Amparo que sentó precedente
Luego de las denuncias de persecución, irregularidades en la contratación y supresión arbitraria de las horas cátedras, el máximo tribunal entrerriano falló contra la institución.
La UADER nuevamente pasó por el ojo de la tormenta por un escándalo proveniente de la decana de la facultad de ciencias de la gestión, Liliana Battauz, pero en esta oportunidad las secuelas causaron escozor en la Universidad y en la Facultad de Ciencias de la Gestión.
A principio de este mes, este Portal se hacía eco de varias denuncias de trabajadores
de la universidad que daban cuenta de persecuciones, irregularidades en la contratación y supresión arbitraria de las horas cátedras, las cuales motivaron que uno de sus agentes se presente en la Justicia a través de una Acción de Amparo.

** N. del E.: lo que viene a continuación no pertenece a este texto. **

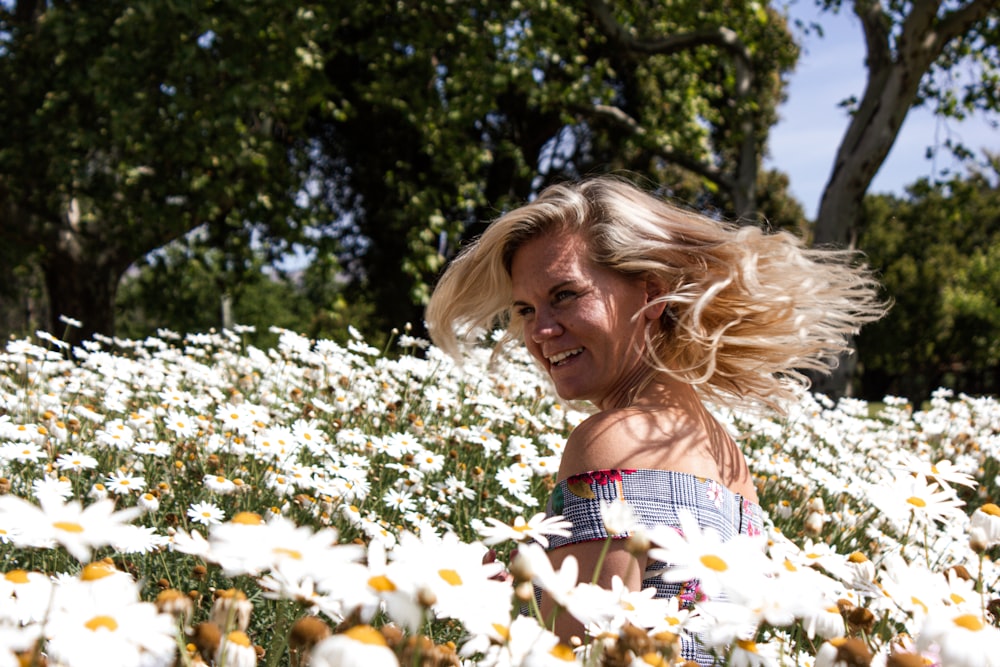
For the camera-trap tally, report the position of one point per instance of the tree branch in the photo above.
(721, 37)
(622, 119)
(875, 25)
(742, 184)
(957, 22)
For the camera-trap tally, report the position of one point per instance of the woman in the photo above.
(645, 310)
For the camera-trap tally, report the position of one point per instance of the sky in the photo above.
(830, 69)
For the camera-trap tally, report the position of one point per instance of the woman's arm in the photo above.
(618, 561)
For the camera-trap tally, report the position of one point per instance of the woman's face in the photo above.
(578, 318)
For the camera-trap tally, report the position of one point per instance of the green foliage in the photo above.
(135, 122)
(452, 111)
(182, 288)
(938, 254)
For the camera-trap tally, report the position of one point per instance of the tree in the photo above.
(451, 111)
(129, 123)
(937, 251)
(918, 53)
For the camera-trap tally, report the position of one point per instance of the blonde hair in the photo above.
(746, 311)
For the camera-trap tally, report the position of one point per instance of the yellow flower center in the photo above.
(991, 509)
(713, 562)
(451, 576)
(382, 584)
(654, 659)
(563, 652)
(105, 622)
(237, 637)
(969, 622)
(247, 519)
(366, 634)
(68, 526)
(95, 571)
(17, 576)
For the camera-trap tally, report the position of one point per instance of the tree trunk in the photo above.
(81, 289)
(894, 76)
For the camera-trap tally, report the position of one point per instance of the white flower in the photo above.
(987, 519)
(963, 639)
(76, 461)
(205, 513)
(121, 483)
(736, 567)
(360, 646)
(92, 627)
(76, 528)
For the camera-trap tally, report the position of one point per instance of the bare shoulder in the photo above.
(622, 438)
(659, 439)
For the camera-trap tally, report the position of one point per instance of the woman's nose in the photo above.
(544, 326)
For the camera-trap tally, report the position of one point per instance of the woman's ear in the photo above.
(655, 291)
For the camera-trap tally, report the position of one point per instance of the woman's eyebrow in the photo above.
(552, 290)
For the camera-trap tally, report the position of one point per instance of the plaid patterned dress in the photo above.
(655, 496)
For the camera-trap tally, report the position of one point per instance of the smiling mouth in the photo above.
(560, 357)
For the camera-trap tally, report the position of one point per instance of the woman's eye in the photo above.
(562, 296)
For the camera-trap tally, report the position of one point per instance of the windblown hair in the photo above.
(746, 311)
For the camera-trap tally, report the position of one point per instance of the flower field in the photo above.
(194, 500)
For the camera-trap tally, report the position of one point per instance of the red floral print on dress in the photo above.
(601, 477)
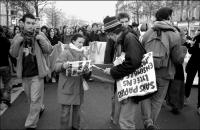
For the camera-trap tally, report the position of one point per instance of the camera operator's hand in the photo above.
(65, 65)
(39, 37)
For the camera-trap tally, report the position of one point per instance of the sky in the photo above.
(91, 11)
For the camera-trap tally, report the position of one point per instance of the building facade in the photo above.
(186, 12)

Según se comentó en los mentideros de la UADER en aquella oportunidad, la decana Liliana Battauz, de manera ilegítima y arbitraria, habría decidido eliminar las horas cátedra de uno de los agentes que se desempeñaba en la institución, en un proceder autoritario que se dice en los pasillos que es común en la docente.
Según la denuncia que llegó a este medio, mediante el amparo, el agente afectado, habría solicitado que le devolvieran las horas cátedras cesadas demandando a la Universidad, a la Facultad y a la Decana.
Más allá de las intenciones de la decana Battauz de «bajar las horas» a Volpe, lo que no estuvo en tela de juicio en ningún momento en el litigio, lo concreto es que la justicia entrerriana, pasando por tres juezas distintas en feria en primera instancia, falló a favor del trabajador de la facultad, disponiendo no solo la restitución de las horas cátedras sino también la devolución de los haberes que ya le habían descontado al afectado.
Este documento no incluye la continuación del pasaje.